All other subspecialties in radiology are not landbased. They may be losing their moorings in the face of undercurrents they may not perceive even though there is evidence of their presence. To prepare and react they must scan the instruments of change and not rely on the past in the unchartered waters they must now navigate. So what can be done? For one thing, “bromides” are not usually effective medicine. Saying that we must take a more inclusive role in patient care is meaningless if radical change is not introduced in the way we educate abdominal radiologists, chest radiologists and orthopaedic radiologists. Placing our hopes on expanding now conventional techniques such as CT colonoscopy as a first-line procedure will not boost our volume significantly.
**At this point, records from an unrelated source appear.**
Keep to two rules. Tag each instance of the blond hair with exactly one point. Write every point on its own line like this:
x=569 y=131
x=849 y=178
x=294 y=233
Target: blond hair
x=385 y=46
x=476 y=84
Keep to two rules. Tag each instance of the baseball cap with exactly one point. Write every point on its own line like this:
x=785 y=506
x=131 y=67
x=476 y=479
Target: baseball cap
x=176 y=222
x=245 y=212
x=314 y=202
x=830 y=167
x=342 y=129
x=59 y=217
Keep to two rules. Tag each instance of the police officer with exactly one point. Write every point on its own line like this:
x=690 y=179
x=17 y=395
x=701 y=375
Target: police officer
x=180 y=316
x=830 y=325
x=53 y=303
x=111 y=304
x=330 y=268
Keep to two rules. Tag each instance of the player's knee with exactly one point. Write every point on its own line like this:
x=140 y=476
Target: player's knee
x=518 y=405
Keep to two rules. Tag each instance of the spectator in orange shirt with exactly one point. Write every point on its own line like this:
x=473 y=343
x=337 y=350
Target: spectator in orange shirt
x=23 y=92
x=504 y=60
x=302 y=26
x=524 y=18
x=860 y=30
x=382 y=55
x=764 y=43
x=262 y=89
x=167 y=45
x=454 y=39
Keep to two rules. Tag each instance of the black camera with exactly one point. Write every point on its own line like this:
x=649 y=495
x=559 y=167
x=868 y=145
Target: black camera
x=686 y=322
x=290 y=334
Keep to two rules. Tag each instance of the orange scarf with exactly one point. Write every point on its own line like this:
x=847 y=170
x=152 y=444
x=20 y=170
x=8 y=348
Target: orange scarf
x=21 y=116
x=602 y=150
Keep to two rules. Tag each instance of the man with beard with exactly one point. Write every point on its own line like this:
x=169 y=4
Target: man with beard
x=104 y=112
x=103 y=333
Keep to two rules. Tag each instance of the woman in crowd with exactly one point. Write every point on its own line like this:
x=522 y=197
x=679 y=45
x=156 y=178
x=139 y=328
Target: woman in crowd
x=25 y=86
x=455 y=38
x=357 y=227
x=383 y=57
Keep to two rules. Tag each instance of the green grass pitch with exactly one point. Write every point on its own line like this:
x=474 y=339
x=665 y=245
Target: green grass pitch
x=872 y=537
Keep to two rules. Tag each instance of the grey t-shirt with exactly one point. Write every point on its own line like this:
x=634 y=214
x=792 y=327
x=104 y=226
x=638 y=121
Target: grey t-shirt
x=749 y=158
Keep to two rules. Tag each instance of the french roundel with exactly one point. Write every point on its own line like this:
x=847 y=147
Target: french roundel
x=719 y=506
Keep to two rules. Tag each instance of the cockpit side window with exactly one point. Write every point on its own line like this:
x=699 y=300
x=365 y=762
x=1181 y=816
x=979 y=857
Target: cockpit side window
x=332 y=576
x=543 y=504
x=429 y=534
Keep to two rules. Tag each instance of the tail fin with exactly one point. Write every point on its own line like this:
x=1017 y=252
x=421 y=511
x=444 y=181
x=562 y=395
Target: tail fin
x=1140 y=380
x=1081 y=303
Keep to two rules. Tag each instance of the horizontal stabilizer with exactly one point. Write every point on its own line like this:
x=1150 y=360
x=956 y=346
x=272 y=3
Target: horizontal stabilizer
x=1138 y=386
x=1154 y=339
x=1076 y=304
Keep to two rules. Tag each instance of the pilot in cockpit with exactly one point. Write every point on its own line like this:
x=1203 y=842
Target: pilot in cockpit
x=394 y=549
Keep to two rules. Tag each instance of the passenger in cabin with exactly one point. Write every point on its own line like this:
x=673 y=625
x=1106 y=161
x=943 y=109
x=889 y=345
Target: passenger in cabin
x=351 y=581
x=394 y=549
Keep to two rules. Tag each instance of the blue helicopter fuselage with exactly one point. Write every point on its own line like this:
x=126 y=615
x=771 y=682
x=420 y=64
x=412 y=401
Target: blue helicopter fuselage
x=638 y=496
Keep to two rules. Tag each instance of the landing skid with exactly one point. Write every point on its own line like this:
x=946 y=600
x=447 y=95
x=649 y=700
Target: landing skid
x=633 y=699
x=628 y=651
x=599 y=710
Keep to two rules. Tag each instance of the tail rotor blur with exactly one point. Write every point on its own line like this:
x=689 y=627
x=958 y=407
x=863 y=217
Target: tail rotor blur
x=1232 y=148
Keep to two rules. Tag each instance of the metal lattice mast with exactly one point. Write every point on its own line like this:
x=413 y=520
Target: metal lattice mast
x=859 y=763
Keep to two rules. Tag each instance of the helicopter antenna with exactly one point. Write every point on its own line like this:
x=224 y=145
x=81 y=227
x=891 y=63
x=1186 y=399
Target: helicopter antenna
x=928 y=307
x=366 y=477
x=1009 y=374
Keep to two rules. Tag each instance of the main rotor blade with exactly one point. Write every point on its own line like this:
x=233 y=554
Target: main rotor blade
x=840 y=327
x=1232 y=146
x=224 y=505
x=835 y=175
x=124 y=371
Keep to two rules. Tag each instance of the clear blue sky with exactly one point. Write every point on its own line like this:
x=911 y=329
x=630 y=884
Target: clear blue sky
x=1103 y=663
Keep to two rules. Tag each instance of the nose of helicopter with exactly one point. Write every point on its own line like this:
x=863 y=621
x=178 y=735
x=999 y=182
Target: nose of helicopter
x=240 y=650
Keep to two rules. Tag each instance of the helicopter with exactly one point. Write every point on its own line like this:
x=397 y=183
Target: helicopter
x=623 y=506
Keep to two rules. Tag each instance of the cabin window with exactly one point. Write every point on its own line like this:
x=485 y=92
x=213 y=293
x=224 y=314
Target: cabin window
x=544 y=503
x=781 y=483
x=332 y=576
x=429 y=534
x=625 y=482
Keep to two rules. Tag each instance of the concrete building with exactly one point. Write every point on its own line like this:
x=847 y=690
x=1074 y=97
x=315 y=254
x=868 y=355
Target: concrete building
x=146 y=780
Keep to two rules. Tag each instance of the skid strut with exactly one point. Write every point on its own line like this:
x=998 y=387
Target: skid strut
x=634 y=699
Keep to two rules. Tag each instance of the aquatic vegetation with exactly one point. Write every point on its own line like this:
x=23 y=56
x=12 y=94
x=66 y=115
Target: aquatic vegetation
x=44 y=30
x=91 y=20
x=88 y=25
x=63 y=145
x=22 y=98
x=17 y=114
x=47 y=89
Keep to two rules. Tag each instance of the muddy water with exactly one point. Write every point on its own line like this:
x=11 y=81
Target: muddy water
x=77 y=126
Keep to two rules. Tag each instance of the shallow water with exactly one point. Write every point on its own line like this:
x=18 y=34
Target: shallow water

If we are to retain our functionality then subspecialty training must involve our dedicated, daily, on sight presence as a member of the clinical team, not as someone assigned to a distant office, who communicates only electronically. And often that communication is typically unidirectional and mechanical.

 

My roster of metaphorical inferences must also include a favourite flute concerto by Vivaldi entitled La Tempesta di Mare. The beautiful sounds of this energetic piece occasion me to ruminate further on the prospects of my specialty in this uncertain age. To be calm about it is to be becalmed, to prosper requires a change of course to pursue favourable winds and avoid becoming tossed about or even capsized by a tempest we should have seen coming.

 

Key Points

 

  • Radiology has always been “SEE WORTHY”, but will it be “SEAWORTHY” in the age of personalised medicine?